Wellington: le premier vol américain vers l’Antarctique après les mois sombres de l’hiver a eu lieu lundi, l’équipage prenant des précautions supplémentaires pour empêcher le coronovirus d’entrer. L’Antarctique est le seul continent sans le virus, et un effort mondial pour s’assurer que les scientifiques et militants entrants ne l’apportent pas avec eux.

Le vol de l’US Air Force a décollé lundi de la ville d’entrée de Christchurch, transportant 106 passagers et membres d’équipage, a déclaré Tony German, représentant du programme antarctique américain en Nouvelle-Zélande.

Il a déclaré que les nouveaux arrivants commenceraient à se préparer pour l’été et sortiraient en Antarctique avec un contingent de squelettes passant l’hiver dans l’hémisphère sud. Le vol a été retardé de trois semaines par une tempête majeure, entraînant une mise en quarantaine prolongée de six semaines pour les personnes impliquées.

Les Allemands ont déclaré que l’équipage avait été isolé à San Francisco pendant les quatre premiers jours, puis avait passé cinq semaines séparément en Nouvelle-Zélande, avec plusieurs tests de virus en cours de route. À leur arrivée à la station McMurdo, Code Yellow est entré, ce qui signifie que tout le monde porterait un masque pendant deux semaines.

“Nous prenons des précautions pour garantir quoi que ce soit”, a déclaré l’Allemand.

Si le virus devait éclater à la station, a-t-il dit, ils ont des protocoles pour tester et isoler toute personne infectée.

Néanmoins, les retards de vol au cours des dernières semaines montrent à quel point il peut être difficile d’évacuer rapidement les personnes en Antarctique qui sont aux prises avec de graves problèmes médicaux.

L’Allemand a déclaré qu’il avait fallu plus d’une semaine à un équipage d’hiver à McMardo, la principale station américaine en Antarctique, pour sortir de la tempête et dégager la piste pour procéder au vol.

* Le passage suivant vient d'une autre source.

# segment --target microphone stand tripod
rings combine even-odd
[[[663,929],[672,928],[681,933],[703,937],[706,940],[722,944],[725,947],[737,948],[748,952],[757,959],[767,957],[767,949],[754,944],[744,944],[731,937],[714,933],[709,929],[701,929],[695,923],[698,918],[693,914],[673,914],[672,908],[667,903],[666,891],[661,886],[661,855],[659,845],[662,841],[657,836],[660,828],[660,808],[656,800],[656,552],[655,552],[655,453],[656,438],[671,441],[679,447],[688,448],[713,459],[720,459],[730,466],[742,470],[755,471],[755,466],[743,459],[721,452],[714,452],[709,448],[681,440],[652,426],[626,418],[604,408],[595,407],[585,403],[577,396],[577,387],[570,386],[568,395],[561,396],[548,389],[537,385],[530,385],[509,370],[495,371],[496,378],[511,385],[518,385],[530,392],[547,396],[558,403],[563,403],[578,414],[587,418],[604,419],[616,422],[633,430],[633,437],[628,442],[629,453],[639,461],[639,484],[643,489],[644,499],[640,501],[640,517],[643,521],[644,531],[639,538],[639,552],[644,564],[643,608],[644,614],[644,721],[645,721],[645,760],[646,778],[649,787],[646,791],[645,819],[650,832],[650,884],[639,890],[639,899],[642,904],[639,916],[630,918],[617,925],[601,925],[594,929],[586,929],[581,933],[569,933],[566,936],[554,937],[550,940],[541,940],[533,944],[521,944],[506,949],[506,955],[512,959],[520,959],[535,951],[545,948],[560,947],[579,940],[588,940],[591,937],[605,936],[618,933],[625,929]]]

Le Boeing C-17 Globemaster débarqué lundi après-midi était le premier vol américain à frapper le continent depuis début mai.
Les responsables affirment qu’un travail d’équipe inhabituel a eu lieu cette année entre les États-Unis, la Chine, la Russie et d’autres pays pour s’assurer qu’ils empêchent le virus d’entrer.

Tous prévoient de faibles effectifs dans leurs stations. Le nombre d’habitants de McMurdo dépassera probablement 450 à l’été de cette année, dont un tiers est normal.

Certaines recherches et constructions prévues seront retardées. Jarman a déclaré que l’objectif principal était de maintenir les installations opérationnelles et de se préparer pour l’hiver de l’année prochaine tout en essayant de faire de la science en cours de route. «Le spectacle doit continuer», dit-il.